Nach einer kurz gehaltenen Einführung, in welcher der Autor Ziele, Termini und Aufbau der Untersuchung erklärt, ein Forschungsabriss gibt und auch bereits die wichtigsten Thesen und Ergebnisse vorwegnimmt, gliedert sich die Arbeit in fünf Kapitel, denen jeweils eine kurze einführende Passage vorangeht und die jeweils in klar erkennbarer Ordnung in drei oder vier Unterabschnitte unterteilt sind. Während das erste Kapitel eine Einführung in Ciceros philosophische Grundhaltung, den akademischen Skeptizismus, leistet und DRP in dessen philosophischen Kontext einordnet, beschäftigen sich die diachron gestalteten Kapitel 2–5 mit der Interpretation des rector-Ideals.

„The separation of Cicero the politician from Cicero the philosopher is a modern convention” (S. 16). Mit diesen klaren Worten beginnt Zarecki das erste Kapitel und gibt damit den Tenor und Ausgangspunkt seiner Analyse vor, Cicero „simultaneously [as] a philosopher in politics and a politician in philosophy“ (S. 17) zu sehen. Konzise skizziert Zarecki Ciceros philosophische Bildung respektive Erziehung und bezeichnet Cicero als einen philonischen Skeptiker, da er insbesondere von dem der jüngeren Akademie zugewandten Skeptiker Philon von Larissa geprägt worden sei und dessen von ihm vertretene philosophische Methode übernommen habe, ein Thema in utramque partem zu erörtern. Die mit der skeptizistischen Grundierung einhergehende kritische Untersuchung sowie Betonung von provisorischen (ergo theoretisch immer wieder falsifizierbaren) Ergebnissen seien das Fundament von Ciceros (politischer) Philosophie gewesen. Als ein Skeptiker sei er daher jederzeit offen für neue Ideen gewesen, was wiederum essentiell sei, um ein Verständnis für den Abfassungszweck von DRP zu gewinnen. Mit dieser idealtypischen Applikation der philosophischen Methode kommt Zarecki dann zu einem ersten originellen Schluss: In DRP habe Cicero nicht bereits zuvor zu Ende überlegte Lösungsvorschläge zu ‚staatlichen‘ Problemen schriftlich niedergelegt, sondern vielmehr sei die Schrift als eine philosophische Übung anzusehen und damit ergebnisoffen gewesen. Hierbei wäre es interessant gewesen, auch anderen Funktionalisierungen des Skeptizismus nachzugehen – etwa zu fragen, inwiefern die skeptizistische Methode Ciceros rhetorischer Darlegung seiner politischen Linie und also psychagogischen Motiven gedient haben könnte.

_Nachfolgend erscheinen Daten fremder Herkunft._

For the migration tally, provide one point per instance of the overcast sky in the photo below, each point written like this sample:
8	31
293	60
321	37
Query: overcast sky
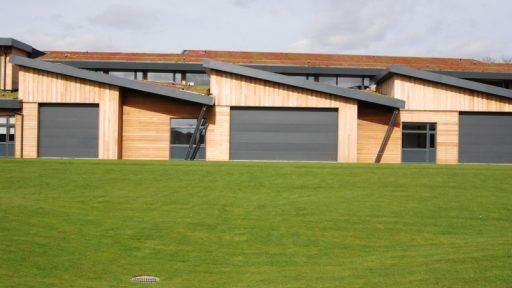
444	28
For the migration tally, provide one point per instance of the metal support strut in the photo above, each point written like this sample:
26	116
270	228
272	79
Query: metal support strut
387	136
195	140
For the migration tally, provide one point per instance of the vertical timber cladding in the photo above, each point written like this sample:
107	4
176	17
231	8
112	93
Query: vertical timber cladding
68	130
485	137
232	90
39	88
284	134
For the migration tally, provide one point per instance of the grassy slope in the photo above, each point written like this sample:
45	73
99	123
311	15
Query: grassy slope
97	223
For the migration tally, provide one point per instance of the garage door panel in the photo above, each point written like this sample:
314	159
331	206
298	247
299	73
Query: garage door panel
485	138
68	130
284	134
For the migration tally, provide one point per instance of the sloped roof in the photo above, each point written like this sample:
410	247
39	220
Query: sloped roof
304	84
11	42
290	59
9	104
112	80
444	79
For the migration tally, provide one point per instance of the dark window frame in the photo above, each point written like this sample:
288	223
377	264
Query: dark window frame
10	123
429	130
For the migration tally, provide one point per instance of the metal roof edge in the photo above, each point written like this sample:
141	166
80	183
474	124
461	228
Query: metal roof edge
444	79
10	104
305	84
111	80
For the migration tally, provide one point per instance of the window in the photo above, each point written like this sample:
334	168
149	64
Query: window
355	82
199	79
350	82
7	136
419	142
181	133
329	80
165	77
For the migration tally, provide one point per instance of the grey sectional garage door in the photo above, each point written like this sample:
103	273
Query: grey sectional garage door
68	130
284	134
485	138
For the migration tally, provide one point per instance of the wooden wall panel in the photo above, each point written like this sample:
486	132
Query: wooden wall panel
45	87
387	87
217	134
109	122
146	124
425	95
17	129
30	131
372	125
17	137
447	133
235	90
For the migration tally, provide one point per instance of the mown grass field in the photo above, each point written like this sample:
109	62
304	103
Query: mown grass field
87	223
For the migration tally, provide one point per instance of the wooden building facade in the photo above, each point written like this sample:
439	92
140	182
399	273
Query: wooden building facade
258	115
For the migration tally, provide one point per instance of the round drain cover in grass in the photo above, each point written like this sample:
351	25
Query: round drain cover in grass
145	279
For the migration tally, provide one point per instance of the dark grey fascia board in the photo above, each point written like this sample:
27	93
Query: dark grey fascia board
444	79
111	80
9	104
476	75
198	67
325	71
285	69
304	84
11	42
127	65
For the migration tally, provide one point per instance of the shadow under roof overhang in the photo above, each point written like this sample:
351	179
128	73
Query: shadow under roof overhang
304	84
112	80
443	79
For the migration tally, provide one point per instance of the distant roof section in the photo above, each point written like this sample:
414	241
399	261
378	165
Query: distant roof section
290	59
304	84
444	79
9	104
11	42
112	80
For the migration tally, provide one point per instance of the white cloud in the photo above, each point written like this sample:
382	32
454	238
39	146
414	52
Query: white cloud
125	17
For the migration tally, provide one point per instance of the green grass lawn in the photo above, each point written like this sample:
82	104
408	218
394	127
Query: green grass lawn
72	223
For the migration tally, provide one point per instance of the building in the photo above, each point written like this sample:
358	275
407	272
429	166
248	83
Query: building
254	106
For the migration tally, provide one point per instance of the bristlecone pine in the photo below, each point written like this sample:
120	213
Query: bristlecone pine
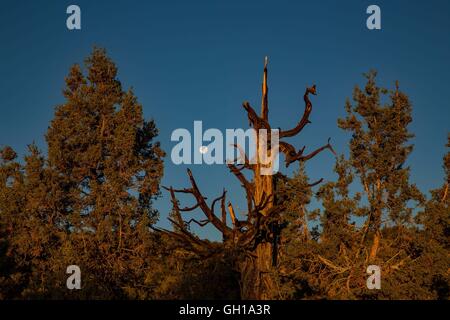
252	243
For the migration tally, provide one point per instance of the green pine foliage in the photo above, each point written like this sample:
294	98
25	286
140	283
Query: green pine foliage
88	201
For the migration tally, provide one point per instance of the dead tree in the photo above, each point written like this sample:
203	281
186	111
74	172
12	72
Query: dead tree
253	241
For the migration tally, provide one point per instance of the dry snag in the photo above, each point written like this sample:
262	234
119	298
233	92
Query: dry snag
255	238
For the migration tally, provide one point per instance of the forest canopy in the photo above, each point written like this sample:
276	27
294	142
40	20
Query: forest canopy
89	201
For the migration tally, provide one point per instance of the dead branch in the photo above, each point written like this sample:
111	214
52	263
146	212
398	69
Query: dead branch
305	118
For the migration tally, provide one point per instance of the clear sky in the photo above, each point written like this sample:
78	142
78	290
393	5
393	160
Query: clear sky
199	60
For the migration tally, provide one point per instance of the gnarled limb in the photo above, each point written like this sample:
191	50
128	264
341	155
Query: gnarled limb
305	118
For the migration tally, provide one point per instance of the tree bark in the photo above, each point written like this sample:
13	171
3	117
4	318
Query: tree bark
257	274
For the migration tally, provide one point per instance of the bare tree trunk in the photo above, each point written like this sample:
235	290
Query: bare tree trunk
257	282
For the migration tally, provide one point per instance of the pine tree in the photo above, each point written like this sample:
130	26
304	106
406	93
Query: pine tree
89	203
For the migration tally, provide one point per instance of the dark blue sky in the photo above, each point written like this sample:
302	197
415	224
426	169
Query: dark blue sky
198	60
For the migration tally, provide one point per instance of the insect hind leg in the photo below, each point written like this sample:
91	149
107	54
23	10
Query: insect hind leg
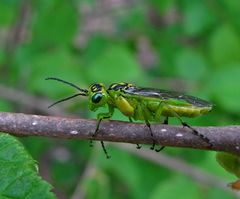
150	129
194	131
138	145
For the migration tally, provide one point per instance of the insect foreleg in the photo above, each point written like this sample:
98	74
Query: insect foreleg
194	131
138	146
157	117
165	120
142	110
100	117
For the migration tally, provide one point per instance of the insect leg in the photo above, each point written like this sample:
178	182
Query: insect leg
138	146
102	116
194	131
165	120
157	117
143	111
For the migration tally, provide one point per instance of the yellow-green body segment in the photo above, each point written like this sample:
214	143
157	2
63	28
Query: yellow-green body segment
146	104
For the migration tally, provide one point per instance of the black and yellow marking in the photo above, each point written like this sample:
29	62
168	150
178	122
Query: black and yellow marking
145	104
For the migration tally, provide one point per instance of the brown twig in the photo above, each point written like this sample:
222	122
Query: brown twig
223	138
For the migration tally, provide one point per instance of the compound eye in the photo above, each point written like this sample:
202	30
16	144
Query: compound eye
97	97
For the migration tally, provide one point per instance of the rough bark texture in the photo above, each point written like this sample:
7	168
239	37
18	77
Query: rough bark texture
225	138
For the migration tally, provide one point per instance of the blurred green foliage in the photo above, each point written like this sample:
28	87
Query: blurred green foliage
188	45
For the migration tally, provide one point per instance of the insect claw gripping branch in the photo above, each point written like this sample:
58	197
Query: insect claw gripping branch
140	104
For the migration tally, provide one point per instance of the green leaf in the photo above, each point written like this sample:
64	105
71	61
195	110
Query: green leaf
190	62
178	186
223	86
224	46
116	64
8	12
18	172
229	162
55	23
197	18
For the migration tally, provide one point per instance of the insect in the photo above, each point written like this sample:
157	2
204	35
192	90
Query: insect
145	104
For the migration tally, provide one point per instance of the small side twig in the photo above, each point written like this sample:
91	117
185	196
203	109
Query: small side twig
223	138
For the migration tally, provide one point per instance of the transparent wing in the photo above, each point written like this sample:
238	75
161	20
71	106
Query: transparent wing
166	95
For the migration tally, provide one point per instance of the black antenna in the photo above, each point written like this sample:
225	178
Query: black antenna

Kapitel 2 beleuchtet die politischen Einflüsse der Jahre zwischen 63 und 52, die Zarecki als gestaltgebende Phase zur Abfassung von DRP deutet. Das rector-Ideal sei als Ausdruck dieser Zeit zu verstehen. Als entscheidende Impulse in dieser Phase bewertet Zarecki das Bröckeln der concordia ordinum in den fünf Jahren zwischen Ciceros Konsulat und seinem Exil und das alleinige Konsulat des Pompeius, in dem Zarecki einen nicht unerheblichen Einfluss auf das rector-Ideal sieht. In Pro Sestio und De oratore erkennt Zarecki bereits erste Ansätze zu dem dann in DRP ausgearbeiteten rector-Ideal.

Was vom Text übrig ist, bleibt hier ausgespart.